1. Why do natural remedies seem to lack scientific evidence?

Not because they don’t work, but because high-quality clinical research is extremely expensive. Studies tend to happen only when there’s a strong financial incentive — usually the ability to patent and sell a product. Most natural remedies can’t be patented, so they’re rarely funded at the scale required to meet pharmaceutical research standards.


2. Does “lack of evidence” mean natural remedies are ineffective?

No. “Lack of evidence” usually means a lack of large, well-funded trials — not proof that something doesn’t work. In many cases, smaller studies, traditional use, and widespread real-world experience all point in the same direction, but haven’t been enough to trigger large-scale research.


3. Why are pharmaceutical drugs researched so much more thoroughly?

Because pharmaceutical companies can patent drugs and make a return on their investment. When a patent is about to expire, companies often make small changes to an existing drug so it can be patented again — a practice known as evergreening. This creates a strong financial motive to keep funding research, marketing, and new versions of the same treatments.


4. Why doesn’t anecdotal or traditional evidence count in mainstream medicine?

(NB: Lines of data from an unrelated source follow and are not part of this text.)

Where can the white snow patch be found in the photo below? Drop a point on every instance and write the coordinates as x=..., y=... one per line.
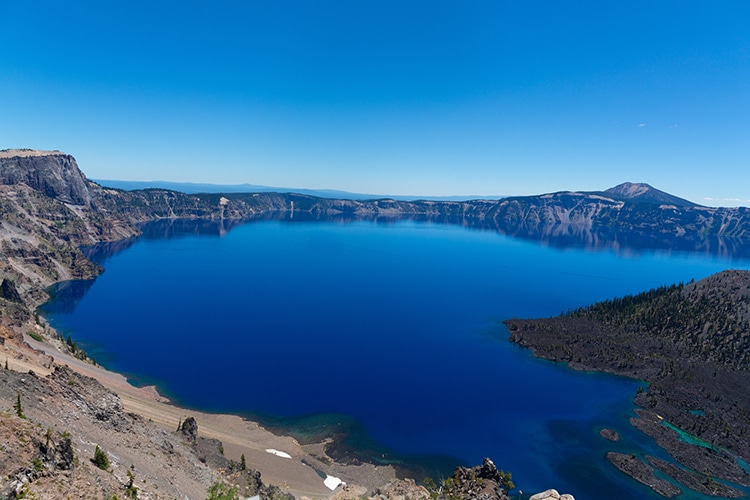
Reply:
x=332, y=482
x=278, y=453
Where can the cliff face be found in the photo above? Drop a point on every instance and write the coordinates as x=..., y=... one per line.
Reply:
x=53, y=174
x=49, y=209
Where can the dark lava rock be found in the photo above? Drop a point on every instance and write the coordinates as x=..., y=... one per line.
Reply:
x=701, y=483
x=9, y=292
x=483, y=482
x=609, y=434
x=189, y=429
x=643, y=473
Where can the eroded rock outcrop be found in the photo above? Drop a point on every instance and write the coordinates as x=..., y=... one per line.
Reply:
x=50, y=172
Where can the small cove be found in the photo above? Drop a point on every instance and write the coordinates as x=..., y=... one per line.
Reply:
x=393, y=329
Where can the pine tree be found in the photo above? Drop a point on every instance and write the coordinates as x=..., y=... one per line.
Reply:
x=18, y=407
x=100, y=459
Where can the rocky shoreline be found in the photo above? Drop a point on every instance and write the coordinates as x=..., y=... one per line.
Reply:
x=695, y=406
x=49, y=210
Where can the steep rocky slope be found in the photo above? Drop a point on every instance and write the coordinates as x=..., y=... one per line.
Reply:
x=49, y=209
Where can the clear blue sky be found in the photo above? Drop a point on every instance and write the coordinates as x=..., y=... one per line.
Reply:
x=424, y=98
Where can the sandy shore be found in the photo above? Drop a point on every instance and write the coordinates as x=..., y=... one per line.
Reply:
x=239, y=436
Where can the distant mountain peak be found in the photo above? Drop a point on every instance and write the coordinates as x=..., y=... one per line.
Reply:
x=640, y=192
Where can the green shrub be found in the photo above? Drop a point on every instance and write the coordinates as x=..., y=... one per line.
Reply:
x=100, y=459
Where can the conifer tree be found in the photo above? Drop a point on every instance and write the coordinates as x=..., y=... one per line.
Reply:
x=100, y=459
x=18, y=407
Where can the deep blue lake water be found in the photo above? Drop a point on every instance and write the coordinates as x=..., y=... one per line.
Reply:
x=393, y=330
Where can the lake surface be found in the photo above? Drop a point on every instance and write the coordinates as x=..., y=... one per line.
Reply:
x=389, y=332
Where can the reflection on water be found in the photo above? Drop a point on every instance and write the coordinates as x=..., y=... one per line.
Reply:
x=560, y=236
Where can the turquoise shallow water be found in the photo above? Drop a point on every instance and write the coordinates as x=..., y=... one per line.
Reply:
x=393, y=330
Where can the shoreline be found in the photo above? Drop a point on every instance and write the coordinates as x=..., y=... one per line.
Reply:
x=240, y=436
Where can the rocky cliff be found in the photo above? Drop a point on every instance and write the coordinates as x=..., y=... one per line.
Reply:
x=49, y=210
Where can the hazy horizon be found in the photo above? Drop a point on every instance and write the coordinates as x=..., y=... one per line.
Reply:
x=402, y=98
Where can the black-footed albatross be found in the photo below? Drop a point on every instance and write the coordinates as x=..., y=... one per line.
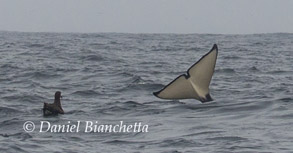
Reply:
x=54, y=108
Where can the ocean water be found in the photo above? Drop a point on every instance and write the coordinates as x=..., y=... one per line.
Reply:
x=110, y=77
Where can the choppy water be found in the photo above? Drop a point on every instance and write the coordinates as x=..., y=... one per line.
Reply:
x=110, y=78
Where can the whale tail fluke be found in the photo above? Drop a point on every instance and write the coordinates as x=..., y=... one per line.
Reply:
x=194, y=84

Modern medical science prioritises randomised controlled trials, which are designed to minimise bias but are also expensive and rigid. Anecdotal evidence, even when it comes from millions of people or centuries of use, is considered low-quality because it doesn’t fit this model — even though it often aligns with findings from smaller clinical studies.


5. Are there any scientific studies supporting natural remedies?

Yes. Many natural remedies — including turmeric, ginger, garlic, peppermint oil, St John’s Wort, and valerian — have shown positive effects in controlled trials and systematic reviews. However, these studies are often smaller, shorter, or less standardised than pharmaceutical trials, so their findings are usually described as “promising” rather than definitive.


6. Why are natural remedies harder to study than drugs?

Natural remedies often work gradually, support overall balance in the body, and are tailored to the individual. Plants also contain many active compounds that work together, rather than one isolated chemical. These factors make them harder to test using the same methods designed for fast-acting, single-molecule drugs.


7. What’s the takeaway for people and practitioners?

The current evidence gap around natural remedies reflects how research is funded and structured — not a lack of potential benefit. This doesn’t mean natural remedies should replace medical treatment, or be used uncritically. But it does mean they deserve more serious attention, better research models, and a more nuanced conversation than “there’s no evidence, so they don’t work.”